One of the first science fiction novels I ever read was The Still, Small Voice of Trumpets by Lloyd Biggle, Jr.. It was loaned to me by my mother's boss, the person who insisted I become a reader of science fiction (because, he said, it was what intelligent people read). I thought Biggle's novel was fascinating -- an adventure story about culture, music, and aesthetics, written by a man with a Ph.D. in musicology. The book was out of print at the time (and had been for years), and searching for it led me to discover the (now sadly departed) Avenue Victor Hugo Bookshop in Boston, where I bought the first of a few copies I was to own. It became a book I loaned out a few times, but one that was never returned.

(It also led to a title I've always wanted to use somehow -- when writing a note to someone once, my mother, quickly recommending a book, typed the title as The Still Small Vice of Strumpets.)

Not having read The Still, Small Voice of Trumpets in many years, I decided to look for a used copy and discovered that Wildside Press has reprinted a bunch of Biggle over the past five years. Suddenly I remembered other old favorites: Silence is Deadly, Monument, The World Menders, as well as a few I hadn't encountered before.

Wildside has also reprinted two of Biggle's short story collections, The Rule of the Door and A Galaxy of Strangers, though not The Metallic Muse, which contains Biggle's most famous short story, "The Tunesmith", a satire positing a world where the television commercial is the only remaining form of art (Orson Scott Card, a tireless proponent of the story, has included it in his recent Masterpieces anthology).

Biggle died in 2002, and what I didn't know until today is that he founded The Science Fiction Oral History Association, which is currently offering -- until the end of the month -- "a CD copy of a selection from the SFOHA archives prepared by Lloyd BIggle, Jr." for the cost of a $5 membership. It sounds like the association needs funds to begin transferring their reel-to-reel recordings to less fragile media, and their archives could be a tremendous resource, so if you're looking for a worthy project to support, this may be it.

In an appreciation for Locus after Biggle's death, Michael A. Banks wrote:
I recall many conversations with Lloyd Biggle, more often than not about words and writing. He would talk about how ideas could be held and shaped and turned around into something wonderful.
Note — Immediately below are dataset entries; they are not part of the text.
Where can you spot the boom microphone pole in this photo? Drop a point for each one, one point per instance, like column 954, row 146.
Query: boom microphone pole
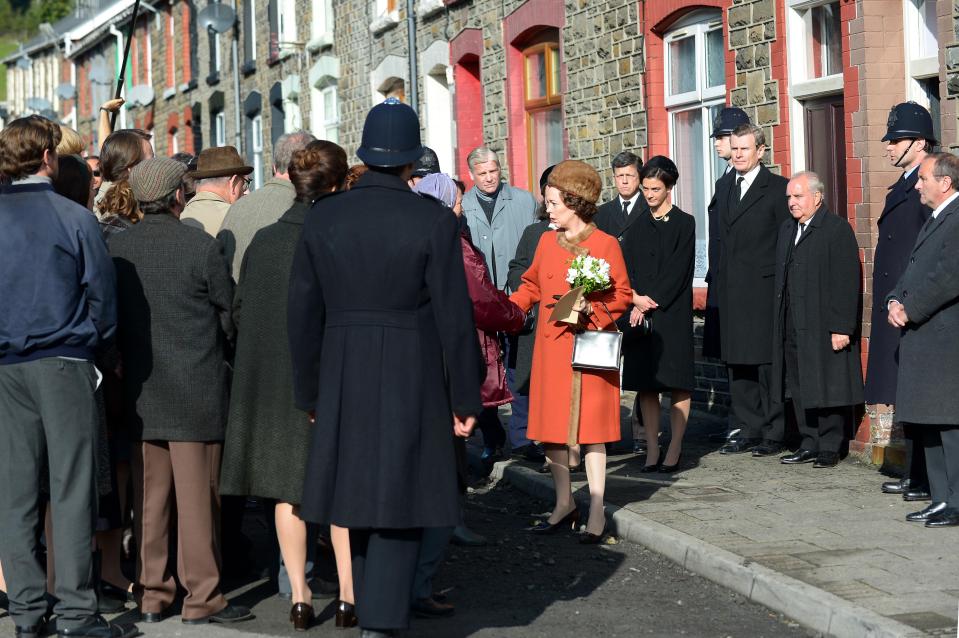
column 123, row 67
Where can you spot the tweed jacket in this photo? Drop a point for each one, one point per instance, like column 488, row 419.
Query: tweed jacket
column 205, row 211
column 515, row 210
column 174, row 298
column 249, row 214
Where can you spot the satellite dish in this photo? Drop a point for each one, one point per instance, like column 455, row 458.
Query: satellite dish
column 216, row 16
column 141, row 95
column 66, row 91
column 38, row 104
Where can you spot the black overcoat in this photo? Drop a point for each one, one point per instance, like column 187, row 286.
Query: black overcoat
column 711, row 338
column 929, row 348
column 609, row 216
column 174, row 329
column 267, row 438
column 898, row 226
column 825, row 284
column 660, row 258
column 384, row 350
column 747, row 264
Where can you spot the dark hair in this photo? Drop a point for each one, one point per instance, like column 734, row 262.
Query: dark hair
column 356, row 171
column 22, row 143
column 624, row 159
column 661, row 168
column 159, row 206
column 74, row 179
column 121, row 151
column 583, row 208
column 316, row 169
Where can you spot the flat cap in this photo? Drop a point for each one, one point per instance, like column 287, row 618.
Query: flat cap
column 156, row 178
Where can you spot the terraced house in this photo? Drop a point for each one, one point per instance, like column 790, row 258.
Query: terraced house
column 538, row 80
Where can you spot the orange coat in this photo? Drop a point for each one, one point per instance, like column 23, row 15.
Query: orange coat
column 553, row 382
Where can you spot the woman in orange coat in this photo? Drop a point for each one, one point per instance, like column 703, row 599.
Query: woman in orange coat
column 567, row 406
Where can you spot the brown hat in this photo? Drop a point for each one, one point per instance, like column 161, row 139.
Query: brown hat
column 219, row 161
column 156, row 178
column 577, row 178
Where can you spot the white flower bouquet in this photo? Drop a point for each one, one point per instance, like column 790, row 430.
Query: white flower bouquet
column 588, row 273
He showed me how he sometimes created stories simply by looking at a situation from a new, and different angle -- or perhaps just backwards.
I can't necessarily recommend Biggle, not having read his books since I was an adolescent, but I'm going to read some of them again, because what I remember intrigues me: a writer who conveyed a passion for the arts through pulpy sci-fi adventure plots. There are moments when I think that's the recipe for sheer bliss.